# Trouble swallowing



## Pamala (Feb 19, 2013)

Hello. I have been diagnosed with Hashimoto's. My medication has not changed in the last two years. My blood is checked every 6 months. It seems to me it is under control.

I am having more and more trouble eating. At first I would choke eating rice or bread. Now I need to take small bites, chew them well and drink plenty of water.

Is this a symptom of Hashimoto's? I have a doctor's appointment next week. It is starting to be a bit scary.

Does anybody have any experience with this?

Thank you


----------



## joplin1975 (Jul 21, 2011)

Have you had a recent ultrasound?


----------



## Andros (Aug 26, 2009)

What criteria was used to diagnose Hashimoto's? What med are you on and how much?

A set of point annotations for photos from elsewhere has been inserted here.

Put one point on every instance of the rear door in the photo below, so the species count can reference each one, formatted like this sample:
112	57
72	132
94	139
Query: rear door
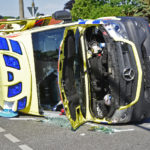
72	77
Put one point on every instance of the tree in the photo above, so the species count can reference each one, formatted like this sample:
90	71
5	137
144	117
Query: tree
142	8
91	9
69	4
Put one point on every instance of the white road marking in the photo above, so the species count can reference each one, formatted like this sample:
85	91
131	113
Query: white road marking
25	147
22	119
2	130
11	138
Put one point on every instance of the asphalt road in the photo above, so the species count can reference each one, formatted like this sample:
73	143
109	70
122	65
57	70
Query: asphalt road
34	133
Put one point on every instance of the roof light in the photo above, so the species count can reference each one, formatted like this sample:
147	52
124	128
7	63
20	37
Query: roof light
15	47
3	44
14	90
22	103
10	76
11	62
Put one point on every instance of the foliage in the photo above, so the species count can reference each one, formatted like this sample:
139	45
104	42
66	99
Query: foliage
91	9
142	8
69	4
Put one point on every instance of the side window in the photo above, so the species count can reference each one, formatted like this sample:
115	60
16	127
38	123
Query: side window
46	43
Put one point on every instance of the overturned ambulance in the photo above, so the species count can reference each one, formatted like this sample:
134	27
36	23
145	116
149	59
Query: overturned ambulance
98	68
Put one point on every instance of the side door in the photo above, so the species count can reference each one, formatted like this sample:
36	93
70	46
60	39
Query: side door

At this point, to be on the safe side, an ultra-sound of your thyroid would be a good decision if you have not had one recently.

This could be a symptom of a goiter. So, we are all glad you are seeing the doctor next week and hope that you will let us know what he/she has to say!

Hugs,


----------



## Pamala (Feb 19, 2013)

One of my eyes has been affected by my Hashimoto's. Here in The Netherlands they usually don't test for the Hashimoto's, just give medication for an under active thyroid. I was tested because of my eye.

I have never had an echo of my thyroid. My appointment with the specialist was last year. It was not an okay appt. I felt like he was inexperienced. I actually took a wiki article with me to prove that Hashi patients can also have eye problems! He said the two had nothing to do with each other.

My eye doctor knew this by the way. As one eye is now larger than the other one I have been offered plastic surgery. I don't think it is finished doing whatever it is doing, so will wait a bit on that decision.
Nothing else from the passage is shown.